After having a quick play at building a script for Finding Common Phrases or Sentences Across Different Documents, I thought I should spend a few minutes trying to find how this problem is more formally identified, described and attacked…
…and in doing so came across a rather interesting looking network on digital text forensics: PAN. (By the by, see also: EuSpRiG – European Spreadsheet Risks Interest Group.)
PAN run a series of challenges on originality which relate directly to the task I was looking at, with two in particular jumping out at me:
- External Plagiarism Detection: given a document and a set of documents, determine whether parts of the former have been reused from the latter (2009-2011)
- Text Alignment: given a pair of documents, extract all pairs of reused passages of maximal length (2012-2015)
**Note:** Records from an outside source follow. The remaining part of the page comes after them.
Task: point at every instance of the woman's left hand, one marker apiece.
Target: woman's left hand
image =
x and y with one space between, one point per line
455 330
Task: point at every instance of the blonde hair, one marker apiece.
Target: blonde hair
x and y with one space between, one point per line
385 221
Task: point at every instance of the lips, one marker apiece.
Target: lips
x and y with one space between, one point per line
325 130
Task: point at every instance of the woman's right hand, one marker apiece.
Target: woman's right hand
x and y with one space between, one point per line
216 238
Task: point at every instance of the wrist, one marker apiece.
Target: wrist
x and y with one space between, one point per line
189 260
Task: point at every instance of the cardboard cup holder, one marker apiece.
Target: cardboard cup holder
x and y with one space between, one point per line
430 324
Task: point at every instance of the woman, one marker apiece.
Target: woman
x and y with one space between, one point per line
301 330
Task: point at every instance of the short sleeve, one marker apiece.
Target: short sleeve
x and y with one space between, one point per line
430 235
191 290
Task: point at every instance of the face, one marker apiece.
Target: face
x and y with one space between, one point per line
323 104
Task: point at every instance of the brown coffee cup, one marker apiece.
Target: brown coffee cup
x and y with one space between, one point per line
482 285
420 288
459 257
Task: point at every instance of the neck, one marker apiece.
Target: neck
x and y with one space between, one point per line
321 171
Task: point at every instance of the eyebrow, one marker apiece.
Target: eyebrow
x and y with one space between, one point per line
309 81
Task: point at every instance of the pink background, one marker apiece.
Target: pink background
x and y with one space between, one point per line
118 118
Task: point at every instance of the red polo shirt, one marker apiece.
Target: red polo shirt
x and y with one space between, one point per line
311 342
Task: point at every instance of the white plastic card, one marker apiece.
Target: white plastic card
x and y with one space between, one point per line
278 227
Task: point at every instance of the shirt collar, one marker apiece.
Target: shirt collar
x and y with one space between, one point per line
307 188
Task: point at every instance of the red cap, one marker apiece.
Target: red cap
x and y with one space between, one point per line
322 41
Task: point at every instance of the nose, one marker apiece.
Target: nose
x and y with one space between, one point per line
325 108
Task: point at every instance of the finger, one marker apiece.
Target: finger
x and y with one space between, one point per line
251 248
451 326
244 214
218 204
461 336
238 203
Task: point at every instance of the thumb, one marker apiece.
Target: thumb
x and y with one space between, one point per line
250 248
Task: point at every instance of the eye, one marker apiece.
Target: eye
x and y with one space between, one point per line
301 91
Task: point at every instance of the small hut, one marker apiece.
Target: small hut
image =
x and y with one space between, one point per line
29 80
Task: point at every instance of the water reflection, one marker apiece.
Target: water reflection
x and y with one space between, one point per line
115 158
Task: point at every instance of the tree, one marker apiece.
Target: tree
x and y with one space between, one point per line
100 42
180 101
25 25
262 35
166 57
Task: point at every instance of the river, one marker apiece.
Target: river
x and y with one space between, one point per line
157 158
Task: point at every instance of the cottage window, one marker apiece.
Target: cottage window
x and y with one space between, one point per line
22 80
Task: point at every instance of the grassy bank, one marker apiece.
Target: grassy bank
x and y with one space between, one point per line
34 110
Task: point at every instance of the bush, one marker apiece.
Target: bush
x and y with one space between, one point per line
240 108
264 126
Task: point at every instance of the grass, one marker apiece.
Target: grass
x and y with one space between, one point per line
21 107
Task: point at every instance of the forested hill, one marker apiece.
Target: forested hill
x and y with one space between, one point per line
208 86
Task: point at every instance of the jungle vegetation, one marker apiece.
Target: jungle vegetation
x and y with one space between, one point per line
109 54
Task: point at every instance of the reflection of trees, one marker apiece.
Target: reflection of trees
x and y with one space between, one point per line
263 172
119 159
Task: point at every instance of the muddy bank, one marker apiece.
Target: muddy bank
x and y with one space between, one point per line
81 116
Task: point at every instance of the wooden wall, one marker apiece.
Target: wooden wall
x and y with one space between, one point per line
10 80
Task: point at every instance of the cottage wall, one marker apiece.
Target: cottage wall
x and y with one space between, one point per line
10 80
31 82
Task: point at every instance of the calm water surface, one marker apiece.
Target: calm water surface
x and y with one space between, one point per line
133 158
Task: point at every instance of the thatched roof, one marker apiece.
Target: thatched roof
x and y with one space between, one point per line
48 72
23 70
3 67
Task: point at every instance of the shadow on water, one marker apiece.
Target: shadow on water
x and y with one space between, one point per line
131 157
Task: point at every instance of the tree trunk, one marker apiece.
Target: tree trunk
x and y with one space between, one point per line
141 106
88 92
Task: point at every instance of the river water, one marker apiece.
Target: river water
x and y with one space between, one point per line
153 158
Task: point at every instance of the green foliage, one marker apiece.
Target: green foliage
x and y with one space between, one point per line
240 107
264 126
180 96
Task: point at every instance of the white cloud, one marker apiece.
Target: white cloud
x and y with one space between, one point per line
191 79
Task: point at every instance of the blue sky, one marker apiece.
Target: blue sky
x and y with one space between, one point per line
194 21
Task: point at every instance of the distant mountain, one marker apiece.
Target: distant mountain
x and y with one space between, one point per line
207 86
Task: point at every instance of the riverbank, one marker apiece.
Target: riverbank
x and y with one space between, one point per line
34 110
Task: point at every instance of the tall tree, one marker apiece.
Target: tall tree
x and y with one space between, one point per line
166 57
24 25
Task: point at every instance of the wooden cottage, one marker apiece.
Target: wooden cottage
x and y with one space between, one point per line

The challenges come with training and test cases, as well as performance metrics are described for each year – here’s the 2015 Plagiarism Detection / Text Reuse Detection Task Definitions.
Maybe I should give them a code to see how my code stacks up against the default benchmark… Hmmm…If I do worse, I find a better solution; if I do better, my code wasn’t that bad; if I do the same, at least I got the starting point right… Just no time to do it right now…;-)
PS Thinks: what would be really useful would be a git repository somewhere with code examples for all the challenge entries…;-)